Come ministro degli Esteri nel governo Abe dal 2012 al 2017, Kishida ha contribuito a organizzare la storica visita del presidente degli Stati Uniti Barack Obama all'Hiroshima Peace Memorial Park nel 2016. Altro importante risultato ottenuto come capo della diplomazia di Tokyo, il raggiungimento di un accordo con la Corea del Sud in cui il Giappone ha risarcito le «donne di conforto», termine per indicare le schiave sessuali dai soldati giapponesi durante la Seconda guerra mondiale.

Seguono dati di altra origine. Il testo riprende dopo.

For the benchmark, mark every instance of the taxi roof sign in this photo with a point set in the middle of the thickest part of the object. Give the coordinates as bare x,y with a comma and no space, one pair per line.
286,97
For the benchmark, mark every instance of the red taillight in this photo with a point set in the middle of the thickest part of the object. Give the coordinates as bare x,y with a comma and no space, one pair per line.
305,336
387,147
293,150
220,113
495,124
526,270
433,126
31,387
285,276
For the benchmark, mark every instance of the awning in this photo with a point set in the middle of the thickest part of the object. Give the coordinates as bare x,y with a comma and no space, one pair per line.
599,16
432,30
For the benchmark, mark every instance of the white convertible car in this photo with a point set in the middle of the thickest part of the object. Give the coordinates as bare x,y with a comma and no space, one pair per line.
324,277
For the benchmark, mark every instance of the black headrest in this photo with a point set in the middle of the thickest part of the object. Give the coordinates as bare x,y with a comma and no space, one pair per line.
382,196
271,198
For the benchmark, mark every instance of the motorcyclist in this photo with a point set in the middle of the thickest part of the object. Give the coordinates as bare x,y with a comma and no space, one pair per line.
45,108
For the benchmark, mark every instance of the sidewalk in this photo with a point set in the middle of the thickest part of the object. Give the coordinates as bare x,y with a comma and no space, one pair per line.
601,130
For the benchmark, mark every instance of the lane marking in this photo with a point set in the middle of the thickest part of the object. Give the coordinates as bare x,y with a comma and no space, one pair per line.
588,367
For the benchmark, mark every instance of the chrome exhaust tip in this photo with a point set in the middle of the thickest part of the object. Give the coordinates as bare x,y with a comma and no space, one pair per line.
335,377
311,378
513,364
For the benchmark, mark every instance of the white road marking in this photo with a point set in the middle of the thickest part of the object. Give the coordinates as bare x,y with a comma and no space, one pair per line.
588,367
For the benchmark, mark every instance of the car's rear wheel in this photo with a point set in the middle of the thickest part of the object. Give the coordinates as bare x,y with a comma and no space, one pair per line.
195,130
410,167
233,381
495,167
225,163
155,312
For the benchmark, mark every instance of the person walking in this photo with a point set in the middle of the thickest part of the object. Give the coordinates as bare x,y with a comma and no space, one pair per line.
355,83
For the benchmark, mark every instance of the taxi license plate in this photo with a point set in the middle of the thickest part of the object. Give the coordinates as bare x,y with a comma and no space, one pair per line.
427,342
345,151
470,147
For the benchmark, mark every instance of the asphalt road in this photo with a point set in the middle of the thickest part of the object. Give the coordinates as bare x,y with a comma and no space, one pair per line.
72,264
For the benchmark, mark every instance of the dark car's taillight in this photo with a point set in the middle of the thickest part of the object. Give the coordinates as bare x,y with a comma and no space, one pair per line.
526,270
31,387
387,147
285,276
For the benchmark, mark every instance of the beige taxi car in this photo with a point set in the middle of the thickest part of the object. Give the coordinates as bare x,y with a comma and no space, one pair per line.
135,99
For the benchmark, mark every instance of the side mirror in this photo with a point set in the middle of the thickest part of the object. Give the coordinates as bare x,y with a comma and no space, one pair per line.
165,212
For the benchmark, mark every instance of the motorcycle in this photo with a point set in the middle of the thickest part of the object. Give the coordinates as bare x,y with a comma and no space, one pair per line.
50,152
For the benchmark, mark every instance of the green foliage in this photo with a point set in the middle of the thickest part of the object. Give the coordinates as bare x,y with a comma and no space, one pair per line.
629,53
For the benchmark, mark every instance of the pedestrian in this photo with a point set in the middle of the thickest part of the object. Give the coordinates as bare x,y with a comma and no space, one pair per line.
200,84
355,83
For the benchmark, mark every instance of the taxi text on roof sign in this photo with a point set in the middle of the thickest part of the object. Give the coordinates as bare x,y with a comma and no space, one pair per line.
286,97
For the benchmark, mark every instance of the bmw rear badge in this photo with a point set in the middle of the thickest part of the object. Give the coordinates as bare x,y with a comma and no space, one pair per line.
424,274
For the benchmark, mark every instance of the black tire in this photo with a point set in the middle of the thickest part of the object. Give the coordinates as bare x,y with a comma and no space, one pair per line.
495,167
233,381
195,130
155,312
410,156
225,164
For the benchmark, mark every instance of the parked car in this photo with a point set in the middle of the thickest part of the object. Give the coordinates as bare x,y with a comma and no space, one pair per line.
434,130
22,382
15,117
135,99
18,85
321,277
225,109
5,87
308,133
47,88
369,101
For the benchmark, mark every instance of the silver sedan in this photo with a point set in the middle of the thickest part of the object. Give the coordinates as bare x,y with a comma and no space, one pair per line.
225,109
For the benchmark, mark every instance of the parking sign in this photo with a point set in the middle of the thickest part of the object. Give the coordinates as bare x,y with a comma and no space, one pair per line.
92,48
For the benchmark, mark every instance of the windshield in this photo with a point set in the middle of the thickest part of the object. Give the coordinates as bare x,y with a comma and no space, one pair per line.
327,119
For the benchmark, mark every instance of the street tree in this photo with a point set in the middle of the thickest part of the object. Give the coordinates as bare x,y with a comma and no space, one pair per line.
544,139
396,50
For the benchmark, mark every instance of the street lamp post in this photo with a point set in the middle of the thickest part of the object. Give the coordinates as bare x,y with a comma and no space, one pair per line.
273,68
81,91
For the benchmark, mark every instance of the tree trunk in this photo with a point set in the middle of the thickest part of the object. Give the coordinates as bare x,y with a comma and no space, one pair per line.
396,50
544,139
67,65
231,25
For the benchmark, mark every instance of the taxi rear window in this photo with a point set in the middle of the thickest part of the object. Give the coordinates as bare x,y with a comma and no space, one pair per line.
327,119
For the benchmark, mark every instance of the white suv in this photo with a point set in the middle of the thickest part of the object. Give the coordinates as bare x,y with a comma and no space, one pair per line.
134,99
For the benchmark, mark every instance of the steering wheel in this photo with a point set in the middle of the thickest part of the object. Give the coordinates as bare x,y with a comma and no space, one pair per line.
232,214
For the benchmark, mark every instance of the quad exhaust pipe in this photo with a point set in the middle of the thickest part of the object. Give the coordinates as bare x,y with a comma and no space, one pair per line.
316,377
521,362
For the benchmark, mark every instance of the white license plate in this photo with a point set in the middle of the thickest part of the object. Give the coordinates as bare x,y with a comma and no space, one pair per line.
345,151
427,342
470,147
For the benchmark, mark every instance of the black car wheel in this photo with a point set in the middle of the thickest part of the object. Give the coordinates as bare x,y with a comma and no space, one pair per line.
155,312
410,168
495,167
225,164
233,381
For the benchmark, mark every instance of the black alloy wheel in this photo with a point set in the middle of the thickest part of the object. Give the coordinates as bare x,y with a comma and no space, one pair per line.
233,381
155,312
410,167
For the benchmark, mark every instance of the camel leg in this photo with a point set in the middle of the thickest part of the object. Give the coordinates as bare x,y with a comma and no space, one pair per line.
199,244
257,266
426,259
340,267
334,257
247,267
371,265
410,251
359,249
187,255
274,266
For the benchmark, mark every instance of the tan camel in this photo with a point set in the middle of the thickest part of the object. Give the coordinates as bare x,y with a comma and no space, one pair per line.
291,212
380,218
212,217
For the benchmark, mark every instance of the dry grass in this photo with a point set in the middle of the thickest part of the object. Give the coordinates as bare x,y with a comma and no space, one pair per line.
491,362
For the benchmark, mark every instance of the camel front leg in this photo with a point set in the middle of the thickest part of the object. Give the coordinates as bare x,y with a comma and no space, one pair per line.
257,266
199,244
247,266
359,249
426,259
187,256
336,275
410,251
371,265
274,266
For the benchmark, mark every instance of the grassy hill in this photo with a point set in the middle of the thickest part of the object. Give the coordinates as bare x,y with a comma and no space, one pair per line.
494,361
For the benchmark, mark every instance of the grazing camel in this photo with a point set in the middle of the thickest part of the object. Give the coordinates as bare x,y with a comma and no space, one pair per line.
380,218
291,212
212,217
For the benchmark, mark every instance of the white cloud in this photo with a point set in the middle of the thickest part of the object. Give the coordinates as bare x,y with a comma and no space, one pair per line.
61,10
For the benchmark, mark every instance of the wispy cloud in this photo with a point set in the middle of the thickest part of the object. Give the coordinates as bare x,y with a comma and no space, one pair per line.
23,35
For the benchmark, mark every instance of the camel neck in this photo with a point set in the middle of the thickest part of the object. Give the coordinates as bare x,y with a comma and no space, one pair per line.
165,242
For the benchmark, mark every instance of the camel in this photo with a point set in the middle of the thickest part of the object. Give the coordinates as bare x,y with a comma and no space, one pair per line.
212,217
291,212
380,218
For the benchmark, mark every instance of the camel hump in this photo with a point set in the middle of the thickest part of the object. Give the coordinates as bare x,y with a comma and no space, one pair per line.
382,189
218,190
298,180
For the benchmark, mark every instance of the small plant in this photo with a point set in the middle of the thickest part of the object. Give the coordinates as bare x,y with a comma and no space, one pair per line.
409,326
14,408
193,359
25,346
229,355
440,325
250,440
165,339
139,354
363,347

Ascoltare le persone - Kishida ha sempre difeso la politica del Giappone di rimanere fuori dal Trattato sulla proibizione delle armi nucleari citando la necessità di fare affidamento sulla deterrenza nucleare dell'alleato americano. Dopo che Kono lo sostituì come ministro degli Esteri, Kishida è stato per un breve periodo ministro della Difesa. «La mia abilità è ascoltare davvero le persone - aveva detto Kishida dopo che l'Lpd lo aveva scelto come leader - Sono determinato a impegnarmi con tutti per un Ldp aperto e un futuro brillante per il Giappone». Ha promesso di spendere miliardi di dollari per contribuire alla ripresa dell'economia, è stato più critico di altri nei confronti della strategia 'Abenomics', propone un «nuovo capitalismo», vuole ridurre le disparità tra ricchi e poveri. Sul fronte della politica estera è passato di recente a un tono più duro, da falco, e ha accusato Pechino di voler esportare «il suo sistema autoritario». Vuole rafforzare la difesa e, come i predecessori, sostiene la stretta alleanza di sicurezza con gli Usa.